Deep in a Coma...
3 November 2001
I first heard about this movie a few months back. The movie sounded pretty good, and last night, I noticed it at the video store, and was quick to pick it up. Despite its generic cover (enough of assembling a semi-circle of scared people--it is definitively old now) and the terrible description on the back (describing our protagonists as "five sexy actors"), I thought I knew it would be good.

Hm. Guess not.

"Deep in the Woods" is French, so right off the bat, there's something awkward about the feel of the movie, something somewhat unsure about the cinematography. The acting is an immediate low point, since dubbing jobs are always guaranteed flops, there just so the viewer knows what the characters are saying. The only real perk is that, most likely, the music will be good. (Then again, remember "Anatomy," the pseudo-American German flick?) Anyway, sure enough, there was a great musical score, probably too good for the movie it was in, the dubbing job was terrible, and that certain Euro-feel was there, big time. Even the opening credits were European.

The plot is fairly simple: "five sexy actors" (hehehe) are asked to perform at some rich man's mansion in the woods (a beautiful house, indeed) for his strange little son Nicolas. They put on a (terrible) performance of "Little Red Riding Hood," and afterward, that night, are killed one by one by someone dressed in the wolf costume from their performance. Of course, this could only be the rapist the troupe heard about on the radio on their way to the house...or is it? Perhaps it is one of them. (Why? Jeez, I don't know.)

Actually, before it completely goes down the toilet, the movie has the potential of at least being weird, and making its audience squirm. The rich man, Axel, has a growing sexual interest in one of the male protagonists (Wilfried aka Frederick, as the dubbed voices call him), and as it becomes more obvious, you start to wonder how French this movie is going to get. Also, two of the girls, the innocent Sophie and the mute Jean, are lovers, and if we couldn't figure it out from Sophie putting her hands all over Jean on the way to the house, the director throws in a short albeit explicit love-making scene between the two gals once they get there. If anything, at least it was different from the typical American fare.
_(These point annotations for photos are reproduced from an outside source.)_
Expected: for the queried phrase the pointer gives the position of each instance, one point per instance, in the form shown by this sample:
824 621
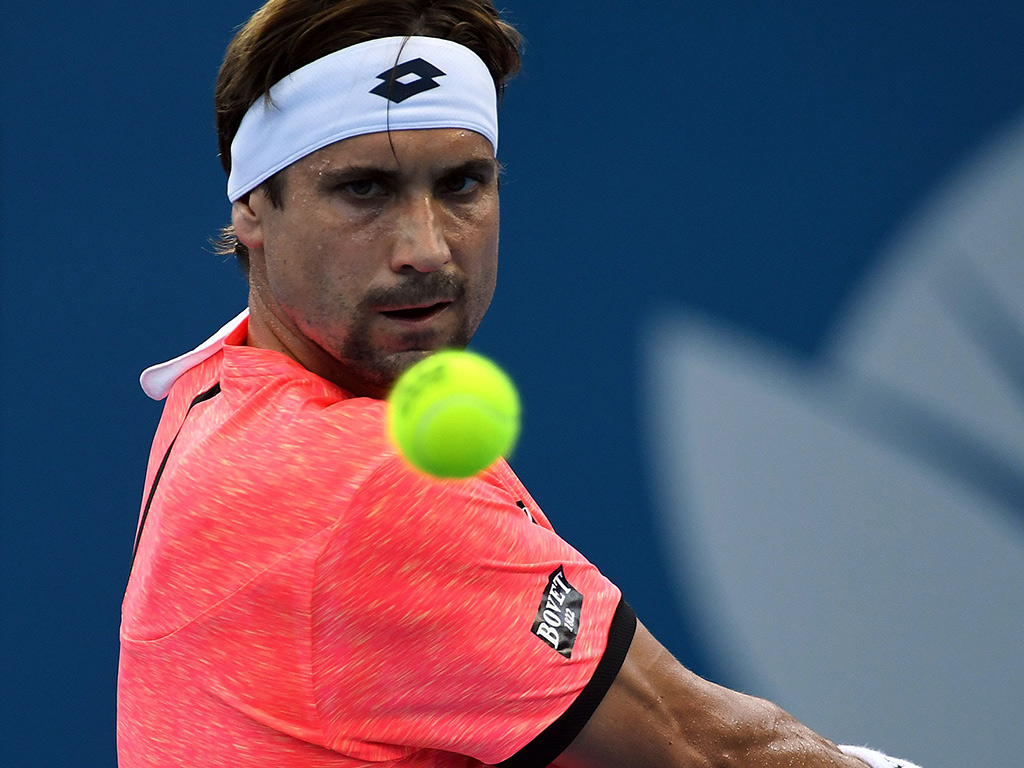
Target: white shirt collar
158 380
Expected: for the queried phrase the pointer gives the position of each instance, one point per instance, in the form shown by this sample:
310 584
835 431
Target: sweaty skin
385 249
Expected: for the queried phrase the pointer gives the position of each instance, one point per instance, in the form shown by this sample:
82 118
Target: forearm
659 715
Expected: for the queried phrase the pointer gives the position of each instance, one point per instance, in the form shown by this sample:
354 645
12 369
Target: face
385 249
Anyway, then the movie decides, "Let's be cool and go at it American-style!" and it all gets pretty dull from there. Once the murders start, everyone starts pointing fingers, and some inconsequential detective character shows up for about two minutes, disappears, and reappears later, much later, which leaves you to wonder, "Well, what the hell was he doing all that time?" (Oh, I'm sorry, he's supposed to be a suspect, silly me.) Anyway, the plot becomes sort of unclear, and the director seems to start guessing what to do next. You're never really positive who our hero/heroine is going to be, seeing as that, except for Matthieu, none of them are really innocent enough, and anyway, he actually becomes more suspicious as the movie goes on. Sophie didn't seem likely, seeing as that she bared all and had sex AND she was a lesbian, and Jean was mute, and any characters who are weird always end up killed (unless the movie was going for a "The Spiral Staircase" sort of approach) and anyway, she eventually has sex with Wilfried, who's not the hero type, and Mathilde, though I really liked her, eventually turns into the bitch character. So, you don't really know who you're following through this whole affair.
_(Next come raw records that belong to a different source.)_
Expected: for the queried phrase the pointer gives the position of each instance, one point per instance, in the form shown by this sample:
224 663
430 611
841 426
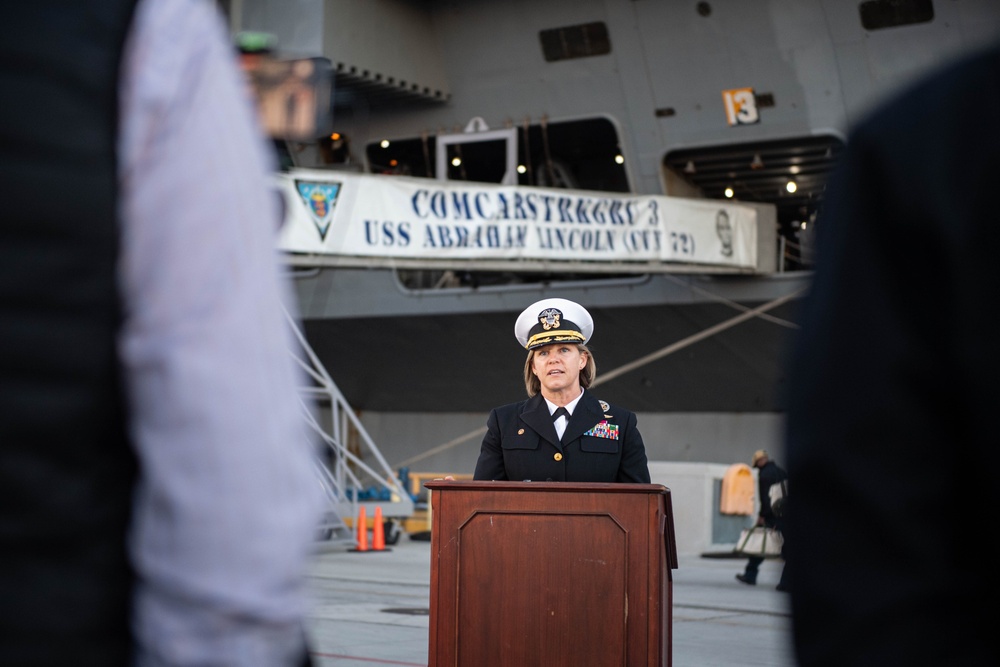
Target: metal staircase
350 479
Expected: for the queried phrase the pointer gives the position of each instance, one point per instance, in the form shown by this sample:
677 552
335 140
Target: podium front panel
551 574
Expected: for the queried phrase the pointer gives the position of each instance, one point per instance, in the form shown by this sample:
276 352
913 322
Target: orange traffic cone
362 530
378 531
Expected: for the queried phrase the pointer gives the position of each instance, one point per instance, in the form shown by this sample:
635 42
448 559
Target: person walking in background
562 433
157 498
891 438
768 474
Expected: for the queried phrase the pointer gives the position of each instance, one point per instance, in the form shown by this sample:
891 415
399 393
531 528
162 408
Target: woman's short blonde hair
587 374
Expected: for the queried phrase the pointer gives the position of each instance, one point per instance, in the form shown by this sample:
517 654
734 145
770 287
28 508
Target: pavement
370 609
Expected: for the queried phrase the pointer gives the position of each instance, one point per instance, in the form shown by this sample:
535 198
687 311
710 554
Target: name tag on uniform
604 430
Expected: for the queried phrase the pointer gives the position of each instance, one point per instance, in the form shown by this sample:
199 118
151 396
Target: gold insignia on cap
550 318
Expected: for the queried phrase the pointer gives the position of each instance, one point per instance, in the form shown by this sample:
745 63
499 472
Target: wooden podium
550 574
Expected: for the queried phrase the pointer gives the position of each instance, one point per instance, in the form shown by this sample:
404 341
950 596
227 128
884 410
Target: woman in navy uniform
562 433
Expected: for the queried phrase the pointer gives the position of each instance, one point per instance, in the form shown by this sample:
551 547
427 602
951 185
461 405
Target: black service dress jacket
601 444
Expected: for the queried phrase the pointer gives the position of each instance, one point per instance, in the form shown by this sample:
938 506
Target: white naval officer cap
553 321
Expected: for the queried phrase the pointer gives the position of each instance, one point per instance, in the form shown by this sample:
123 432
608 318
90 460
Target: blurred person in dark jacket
891 438
769 473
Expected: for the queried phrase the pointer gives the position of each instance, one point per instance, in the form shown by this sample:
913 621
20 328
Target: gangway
349 479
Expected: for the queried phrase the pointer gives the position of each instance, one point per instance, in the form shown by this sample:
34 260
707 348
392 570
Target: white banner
397 217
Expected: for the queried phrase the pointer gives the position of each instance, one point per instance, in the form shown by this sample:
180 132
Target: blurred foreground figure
892 442
156 492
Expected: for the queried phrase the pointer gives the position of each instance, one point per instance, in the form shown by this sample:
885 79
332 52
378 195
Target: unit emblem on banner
320 199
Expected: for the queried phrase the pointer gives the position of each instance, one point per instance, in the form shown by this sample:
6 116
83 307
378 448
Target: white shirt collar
570 407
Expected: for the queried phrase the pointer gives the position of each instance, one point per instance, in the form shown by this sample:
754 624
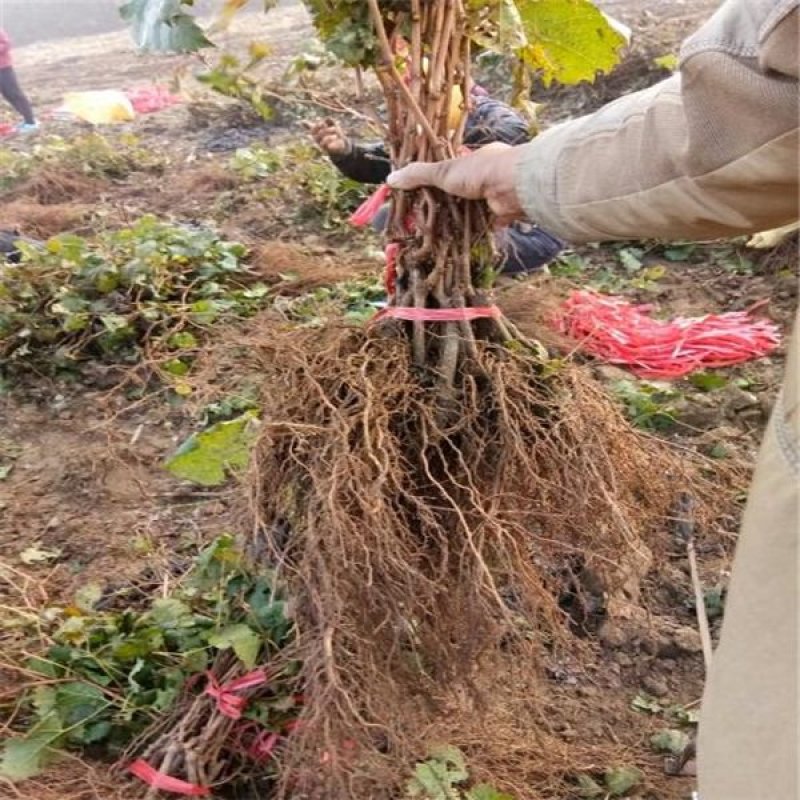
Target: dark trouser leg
10 90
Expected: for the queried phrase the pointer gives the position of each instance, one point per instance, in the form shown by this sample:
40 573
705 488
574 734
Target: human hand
486 174
330 137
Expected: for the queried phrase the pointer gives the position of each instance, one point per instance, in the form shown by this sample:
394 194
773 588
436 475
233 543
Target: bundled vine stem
442 237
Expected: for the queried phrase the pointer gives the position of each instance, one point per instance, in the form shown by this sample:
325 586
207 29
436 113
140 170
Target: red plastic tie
229 703
165 783
390 276
410 314
366 212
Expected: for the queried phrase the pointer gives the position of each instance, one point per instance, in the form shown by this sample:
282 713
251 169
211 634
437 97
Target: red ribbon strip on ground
229 703
438 314
621 333
158 780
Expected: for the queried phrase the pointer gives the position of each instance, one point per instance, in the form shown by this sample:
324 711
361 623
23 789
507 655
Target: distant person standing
10 89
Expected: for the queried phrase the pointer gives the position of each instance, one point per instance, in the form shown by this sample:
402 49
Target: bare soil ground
87 483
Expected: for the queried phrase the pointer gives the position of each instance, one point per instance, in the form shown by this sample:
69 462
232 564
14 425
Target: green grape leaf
242 639
620 780
206 458
163 26
568 40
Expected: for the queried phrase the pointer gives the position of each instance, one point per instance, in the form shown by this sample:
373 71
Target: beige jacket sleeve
710 152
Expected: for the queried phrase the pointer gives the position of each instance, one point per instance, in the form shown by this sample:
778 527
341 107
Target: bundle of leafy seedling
432 491
142 296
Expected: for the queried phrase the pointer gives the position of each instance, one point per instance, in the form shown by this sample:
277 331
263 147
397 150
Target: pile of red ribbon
231 704
622 333
148 99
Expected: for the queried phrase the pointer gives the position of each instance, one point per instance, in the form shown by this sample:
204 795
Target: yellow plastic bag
103 107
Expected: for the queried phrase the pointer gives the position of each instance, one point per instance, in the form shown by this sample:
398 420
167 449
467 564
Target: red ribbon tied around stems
622 333
410 314
229 702
366 212
165 783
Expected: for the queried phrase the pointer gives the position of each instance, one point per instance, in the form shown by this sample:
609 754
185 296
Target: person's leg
525 248
11 91
748 747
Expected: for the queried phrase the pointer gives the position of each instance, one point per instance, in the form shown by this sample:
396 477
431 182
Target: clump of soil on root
429 543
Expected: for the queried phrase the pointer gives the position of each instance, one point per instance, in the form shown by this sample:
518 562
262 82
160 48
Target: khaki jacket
712 151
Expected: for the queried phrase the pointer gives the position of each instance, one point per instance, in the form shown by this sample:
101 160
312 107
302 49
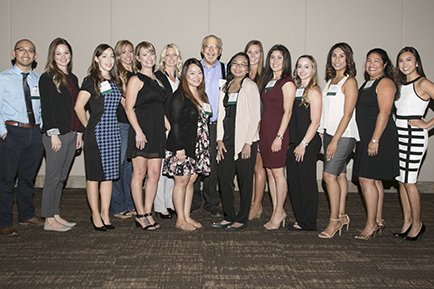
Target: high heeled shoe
148 225
194 223
418 236
365 237
101 229
274 226
325 235
255 212
381 225
345 220
402 234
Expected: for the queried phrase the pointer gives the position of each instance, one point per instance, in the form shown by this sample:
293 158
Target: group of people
181 130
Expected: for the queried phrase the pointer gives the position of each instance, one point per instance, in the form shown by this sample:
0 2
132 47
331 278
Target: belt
20 124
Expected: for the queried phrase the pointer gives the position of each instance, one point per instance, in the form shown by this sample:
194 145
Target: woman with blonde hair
304 144
255 51
147 139
168 73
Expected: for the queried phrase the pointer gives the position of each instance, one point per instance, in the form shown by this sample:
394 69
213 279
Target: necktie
28 97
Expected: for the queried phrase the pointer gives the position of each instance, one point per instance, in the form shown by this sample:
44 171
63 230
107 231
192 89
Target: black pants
20 154
244 169
302 184
209 189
Meanwhile, something happens to Axel, I'm not really sure what, and his son, who looked like a bald Linda Hunt (the ET-like chick who played the Chinese guy in "The Year of Living Dangerously") seems to wander around the house in his "The Last Emperor" PJ's the whole time. And the characters don't really seem to worry much about little Linda, though sometimes Sophie brings him up for good luck, I guess, when talk of getting out of there comes up. (And what held them back from just leaving after the first one got the boot? I don't know, they had an excuse.)
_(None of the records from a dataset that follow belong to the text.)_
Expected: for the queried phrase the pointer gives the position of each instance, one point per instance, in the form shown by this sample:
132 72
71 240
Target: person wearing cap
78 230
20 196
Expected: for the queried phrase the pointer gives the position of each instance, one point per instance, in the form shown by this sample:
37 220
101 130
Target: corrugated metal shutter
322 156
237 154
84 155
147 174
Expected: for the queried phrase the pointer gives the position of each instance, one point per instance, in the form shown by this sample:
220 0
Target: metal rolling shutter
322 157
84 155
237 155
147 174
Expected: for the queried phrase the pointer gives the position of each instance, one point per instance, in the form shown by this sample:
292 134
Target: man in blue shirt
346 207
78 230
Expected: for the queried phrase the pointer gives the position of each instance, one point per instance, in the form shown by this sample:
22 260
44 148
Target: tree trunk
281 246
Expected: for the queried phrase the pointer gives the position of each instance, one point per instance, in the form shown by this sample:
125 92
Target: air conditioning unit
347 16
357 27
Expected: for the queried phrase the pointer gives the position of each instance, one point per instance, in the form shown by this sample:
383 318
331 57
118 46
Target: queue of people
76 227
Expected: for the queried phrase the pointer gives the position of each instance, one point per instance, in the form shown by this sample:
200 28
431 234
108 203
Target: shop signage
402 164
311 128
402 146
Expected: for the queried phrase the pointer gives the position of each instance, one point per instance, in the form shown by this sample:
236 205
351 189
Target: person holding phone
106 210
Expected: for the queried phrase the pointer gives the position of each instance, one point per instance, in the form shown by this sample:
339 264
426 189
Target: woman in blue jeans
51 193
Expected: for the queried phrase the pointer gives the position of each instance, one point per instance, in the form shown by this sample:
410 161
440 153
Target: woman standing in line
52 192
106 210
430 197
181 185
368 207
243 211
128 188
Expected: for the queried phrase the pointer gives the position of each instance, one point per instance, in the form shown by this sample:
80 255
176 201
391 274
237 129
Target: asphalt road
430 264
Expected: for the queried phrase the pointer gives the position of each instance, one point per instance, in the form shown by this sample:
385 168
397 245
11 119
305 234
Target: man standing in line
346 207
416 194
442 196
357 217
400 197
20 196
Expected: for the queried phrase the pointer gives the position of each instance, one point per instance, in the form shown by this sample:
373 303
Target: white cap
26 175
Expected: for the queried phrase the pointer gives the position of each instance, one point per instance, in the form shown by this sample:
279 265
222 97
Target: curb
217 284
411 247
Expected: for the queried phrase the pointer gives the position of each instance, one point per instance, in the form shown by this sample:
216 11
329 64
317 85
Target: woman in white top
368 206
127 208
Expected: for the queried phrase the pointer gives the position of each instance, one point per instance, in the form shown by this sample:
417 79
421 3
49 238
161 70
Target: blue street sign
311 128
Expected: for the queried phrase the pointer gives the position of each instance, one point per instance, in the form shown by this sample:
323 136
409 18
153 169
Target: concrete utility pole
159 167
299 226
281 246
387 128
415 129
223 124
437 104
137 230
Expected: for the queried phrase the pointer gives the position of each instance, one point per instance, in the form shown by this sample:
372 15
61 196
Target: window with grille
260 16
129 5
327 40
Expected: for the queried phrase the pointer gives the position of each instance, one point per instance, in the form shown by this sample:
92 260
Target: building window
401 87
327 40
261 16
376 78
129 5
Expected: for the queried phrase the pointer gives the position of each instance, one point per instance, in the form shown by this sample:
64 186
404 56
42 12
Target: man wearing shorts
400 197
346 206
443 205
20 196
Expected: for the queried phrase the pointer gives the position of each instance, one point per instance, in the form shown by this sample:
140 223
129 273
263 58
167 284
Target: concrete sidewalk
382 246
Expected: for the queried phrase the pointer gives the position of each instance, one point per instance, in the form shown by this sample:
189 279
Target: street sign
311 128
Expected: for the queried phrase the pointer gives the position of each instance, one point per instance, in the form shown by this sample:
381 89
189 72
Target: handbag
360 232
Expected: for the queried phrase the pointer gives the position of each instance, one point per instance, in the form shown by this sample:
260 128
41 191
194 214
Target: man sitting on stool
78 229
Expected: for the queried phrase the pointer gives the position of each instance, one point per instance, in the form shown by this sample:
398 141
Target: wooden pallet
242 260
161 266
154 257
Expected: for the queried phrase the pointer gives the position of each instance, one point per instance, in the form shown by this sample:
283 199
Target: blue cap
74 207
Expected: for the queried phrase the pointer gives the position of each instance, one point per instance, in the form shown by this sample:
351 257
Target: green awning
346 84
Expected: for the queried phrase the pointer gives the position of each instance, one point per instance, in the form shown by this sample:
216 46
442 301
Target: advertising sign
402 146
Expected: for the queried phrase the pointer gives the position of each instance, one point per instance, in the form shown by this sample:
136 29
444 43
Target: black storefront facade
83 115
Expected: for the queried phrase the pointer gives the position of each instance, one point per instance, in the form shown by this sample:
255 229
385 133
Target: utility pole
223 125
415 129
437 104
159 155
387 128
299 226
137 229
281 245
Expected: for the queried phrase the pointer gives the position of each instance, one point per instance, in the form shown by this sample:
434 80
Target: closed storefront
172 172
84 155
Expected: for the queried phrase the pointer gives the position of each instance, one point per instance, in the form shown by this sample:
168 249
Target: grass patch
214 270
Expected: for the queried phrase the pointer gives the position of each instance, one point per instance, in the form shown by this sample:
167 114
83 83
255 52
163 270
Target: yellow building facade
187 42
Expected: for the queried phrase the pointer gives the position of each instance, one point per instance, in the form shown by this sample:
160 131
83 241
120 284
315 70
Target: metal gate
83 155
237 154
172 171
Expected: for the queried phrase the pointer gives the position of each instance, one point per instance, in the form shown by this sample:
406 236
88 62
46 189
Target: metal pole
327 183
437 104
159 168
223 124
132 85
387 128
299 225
The movie does have style, though, and Dario Argento fans will love the opening murder, and the reoccurring Little Red Riding Hood theme was creative if you could stay awake enough to follow it. But by the lengthy, confusing, and downright muddled killer's explanation, my eyelids were getting heavy, and I had a tough time enduring to the end, which doesn't come soon enough. So, in the end, I do not recommend "Deep in the Woods," unless you're looking for some violence and nudity, but then again, despite the somewhat explicit amount in both categories, you could still do better. In fact, just stay away in general. This one's a stinker.